CS224W: Machine Learning with Graphs - 06 Graph Neural Networks (GNN) 1: GNN Model

本文链接：https://blog.youkuaiyun.com/fxb163/article/details/120962191

博客探讨了传统浅层嵌入方法的局限性，如每个节点需要独立参数，无法处理未见过的节点，且不利用节点特征。接着介绍了深度图编码器的概念，通过多层非线性变换基于图结构进行节点表示学习。内容涵盖了现代深度学习工具箱对复杂网络处理的挑战，以及深度学习在图上的应用。详细阐述了图卷积网络（GCN）的工作原理，包括消息传递、矩阵形式的更新规则以及训练方法。此外，还讨论了GNN的归纳能力，即使用相同的聚合参数对所有节点进行共享，从而能够泛化到新节点。
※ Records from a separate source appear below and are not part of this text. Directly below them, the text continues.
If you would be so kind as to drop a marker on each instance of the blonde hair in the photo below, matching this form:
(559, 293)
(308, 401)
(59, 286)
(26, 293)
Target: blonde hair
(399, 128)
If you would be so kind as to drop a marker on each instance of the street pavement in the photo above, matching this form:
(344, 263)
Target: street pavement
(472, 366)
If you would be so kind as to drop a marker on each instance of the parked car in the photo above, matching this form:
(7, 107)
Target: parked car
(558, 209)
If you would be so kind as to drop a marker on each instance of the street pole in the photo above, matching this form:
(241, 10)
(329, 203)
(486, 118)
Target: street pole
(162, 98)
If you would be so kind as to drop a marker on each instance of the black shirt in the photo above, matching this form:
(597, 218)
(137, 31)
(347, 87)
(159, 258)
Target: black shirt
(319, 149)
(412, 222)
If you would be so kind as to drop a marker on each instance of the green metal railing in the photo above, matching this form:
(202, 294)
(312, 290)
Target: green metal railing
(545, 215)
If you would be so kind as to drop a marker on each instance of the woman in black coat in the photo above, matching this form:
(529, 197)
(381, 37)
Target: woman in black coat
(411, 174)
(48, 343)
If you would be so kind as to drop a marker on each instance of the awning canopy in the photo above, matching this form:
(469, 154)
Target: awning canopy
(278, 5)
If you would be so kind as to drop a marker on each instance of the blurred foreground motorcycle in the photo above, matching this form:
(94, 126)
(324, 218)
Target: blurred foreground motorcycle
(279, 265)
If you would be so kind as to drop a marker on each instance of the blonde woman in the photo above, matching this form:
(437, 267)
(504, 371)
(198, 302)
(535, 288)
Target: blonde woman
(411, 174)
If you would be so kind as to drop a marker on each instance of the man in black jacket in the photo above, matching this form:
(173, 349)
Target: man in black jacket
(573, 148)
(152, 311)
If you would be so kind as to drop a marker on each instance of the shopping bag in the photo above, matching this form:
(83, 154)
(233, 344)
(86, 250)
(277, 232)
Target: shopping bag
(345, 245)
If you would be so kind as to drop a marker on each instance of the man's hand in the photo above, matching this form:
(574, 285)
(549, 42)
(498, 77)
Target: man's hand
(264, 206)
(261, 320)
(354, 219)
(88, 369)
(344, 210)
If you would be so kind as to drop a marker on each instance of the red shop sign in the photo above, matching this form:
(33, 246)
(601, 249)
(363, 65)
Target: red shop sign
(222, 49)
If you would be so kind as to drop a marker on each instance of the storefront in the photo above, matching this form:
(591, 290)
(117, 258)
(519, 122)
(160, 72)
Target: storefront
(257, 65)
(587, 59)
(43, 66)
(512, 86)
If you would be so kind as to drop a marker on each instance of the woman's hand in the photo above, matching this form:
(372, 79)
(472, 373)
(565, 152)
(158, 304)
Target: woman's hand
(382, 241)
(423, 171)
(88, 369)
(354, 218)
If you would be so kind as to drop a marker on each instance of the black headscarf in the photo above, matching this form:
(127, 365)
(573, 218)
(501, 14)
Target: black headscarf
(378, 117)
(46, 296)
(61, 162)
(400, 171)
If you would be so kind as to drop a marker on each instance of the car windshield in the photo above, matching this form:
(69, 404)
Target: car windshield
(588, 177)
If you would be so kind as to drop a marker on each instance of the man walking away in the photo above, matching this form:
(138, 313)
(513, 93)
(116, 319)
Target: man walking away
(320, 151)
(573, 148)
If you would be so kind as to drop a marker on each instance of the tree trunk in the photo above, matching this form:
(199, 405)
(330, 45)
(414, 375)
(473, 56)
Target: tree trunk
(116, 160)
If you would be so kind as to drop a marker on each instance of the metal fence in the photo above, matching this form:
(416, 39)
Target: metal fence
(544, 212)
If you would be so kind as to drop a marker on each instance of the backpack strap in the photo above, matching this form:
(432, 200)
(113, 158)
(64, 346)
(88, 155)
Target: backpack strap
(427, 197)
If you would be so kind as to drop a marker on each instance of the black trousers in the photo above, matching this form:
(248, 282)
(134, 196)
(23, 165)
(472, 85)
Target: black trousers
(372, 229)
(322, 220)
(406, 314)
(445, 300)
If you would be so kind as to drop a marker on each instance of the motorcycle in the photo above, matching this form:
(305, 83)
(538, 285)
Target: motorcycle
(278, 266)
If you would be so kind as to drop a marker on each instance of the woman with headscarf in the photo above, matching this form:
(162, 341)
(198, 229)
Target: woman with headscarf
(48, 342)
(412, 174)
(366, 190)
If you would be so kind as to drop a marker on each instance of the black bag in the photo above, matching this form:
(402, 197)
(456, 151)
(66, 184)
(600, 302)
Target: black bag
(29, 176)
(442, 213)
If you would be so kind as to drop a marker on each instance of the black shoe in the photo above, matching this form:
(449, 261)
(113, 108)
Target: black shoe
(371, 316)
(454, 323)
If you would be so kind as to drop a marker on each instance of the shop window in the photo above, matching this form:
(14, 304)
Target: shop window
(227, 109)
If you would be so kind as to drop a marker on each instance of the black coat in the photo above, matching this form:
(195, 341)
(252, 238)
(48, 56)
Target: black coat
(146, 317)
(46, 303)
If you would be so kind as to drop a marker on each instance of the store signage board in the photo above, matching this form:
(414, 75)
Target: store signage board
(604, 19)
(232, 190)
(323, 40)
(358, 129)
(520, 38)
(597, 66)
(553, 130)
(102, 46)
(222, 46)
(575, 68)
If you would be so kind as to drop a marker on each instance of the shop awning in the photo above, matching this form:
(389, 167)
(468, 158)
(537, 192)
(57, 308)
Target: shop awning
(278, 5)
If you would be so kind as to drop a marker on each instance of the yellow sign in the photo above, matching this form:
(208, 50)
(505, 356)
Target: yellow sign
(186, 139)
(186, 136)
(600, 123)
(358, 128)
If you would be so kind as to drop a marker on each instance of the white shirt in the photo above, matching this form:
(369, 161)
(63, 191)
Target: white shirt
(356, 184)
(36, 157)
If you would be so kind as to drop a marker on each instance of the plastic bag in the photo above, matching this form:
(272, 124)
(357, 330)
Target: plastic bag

摘要生成于 C知道，由 DeepSeek-R1 满血版支持，前往体验 >

GNN Model

0. Limitations of shallow embedding methods

$O (∣ V ∣)$ parameters are needed: no sharing of parameters between nodes so every node has its own unique embedding
Inherently “transductive”: cannot generate embeddings for nodes not seen during training
Do not incorporate node features: features should be leveraged

1. Deep Graph Encoders

0). Deep Methods based on GNN

$E N C (v) =$ multiple layers of non-linear transformations based on graph structure
Note: all deep encodes can be combined with node similarity functions

1). Modern ML Toolbox

Modern deep learning toolbox is designed for simple sequences and grids. But networks are far more complex

Arbitrary size and complex topological structure (i.e., no spatial locality like grids)
No fixed node ordering or reference point
Often dynamic and have multimodal features

2. Basics of Deep Learning

To be updated

3. Deep Learning for Graphs

1). A Naive Approach

Join adjacency matrix and features then feed them into a deep neural network
Issues:

$O (∣ V ∣)$ parameters
Not applicable to graph of different sizes
Sensitive to node ording

2). Convolutional Networks

a). From images to graphs

Goal: generalize convolutions beyond simple lattices and leverage node features/ attributes
Problem:

There is no fixed notion of locality or sliding window on the graph
Graph is permutation invariant

Idea: transform information at the neighbors and combine it:

Transform “message” $h_i$ from neighbors: $W_ih_i$
Add them up: $\sum_i W_ih_i$

b). Graph convolutional networks

Idea: node’s neighborhood defines a computation graph (determine node computation graph; propagate and transform information)
Basic approach: average information from neighbors and apply a neural network
$h_v^0=x_v$
$h_v^{l+1}=\sigma(W_l\sum_{u\in N(v)} \dfrac{h_u^l}{|N(v)|}+B_lh_v^l), \forall l\in \{0,...,L-1\}$
$z_v=h_v^L$
where

$h_v^l$ : hidden representation of node $v$ at layer $l$
$W_l$ : weight matrix for neighborhood aggregation
$B_l$ : weight matrix for transforming hidden vector of self

c). Matrix formulation

Many aggregations can be performed efficiently by (sparse) matrix operations
Let $H^l=[h_1^l \cdots h_{|V|}^l]^T$ , then $\sum_{u\in N(v)}h_u^l=A_vH^l$
Let $D$ be diagonal matrix where $D_{vv} = Deg(v)=|N(v)|$ then $D_{vv}^{-1} = 1/|N(v)|$
Rewriting update function in matrix form
$H^{l+1}=\sigma (\tilde AH^lW_l^T+H^lB_l^T)$
where $\tilde A=D^{-1}A$
This implies that efficient sparse matrix multiplication can be used ( $\tilde A$ is sparse)

d). How to train a GNN

Node embedding $z_v$ is a function of input graph
Supervised setting: minimize the loss $L$
$\min_\theta L(y, f(z_v))$
Example: node classification
$L=-\sum_{v\in V}y_v\log(\sigma(z_v^T)+(1-y_v)\log(1-\sigma(z_v^T))$
Unsupervised setting: No node label available so use the graph structure as the supervision.
Similar nodes have similar embeddings
$L=\sum_{z_u,z_v}\text{CrossEntropy}(y_{uv}, \text{DEC}(z_u,z_v))$
where $y_{uv}=1$ when node $u$ and $v$ are similar and DEC is the decoder (e.g., inner product)
Node similarity can be anything such as random walks (node2vec, DeepWalk, struc2vec), matrix factorization, and node proximity in the graph

e). Model design: overview

Define a neighborhood aggregation function
Define a loss function on the embeddings
Train a set of nodes
Generate embeddings for nodes as needed

f). Inductive Capability

The same aggregation parameters ( $W_l$ and $B_l$ ) are shared for all nodes: the number of model parameters is sublinear in $∣ V ∣$ and we can generalize to unseen nodes (new graphs or new nodes).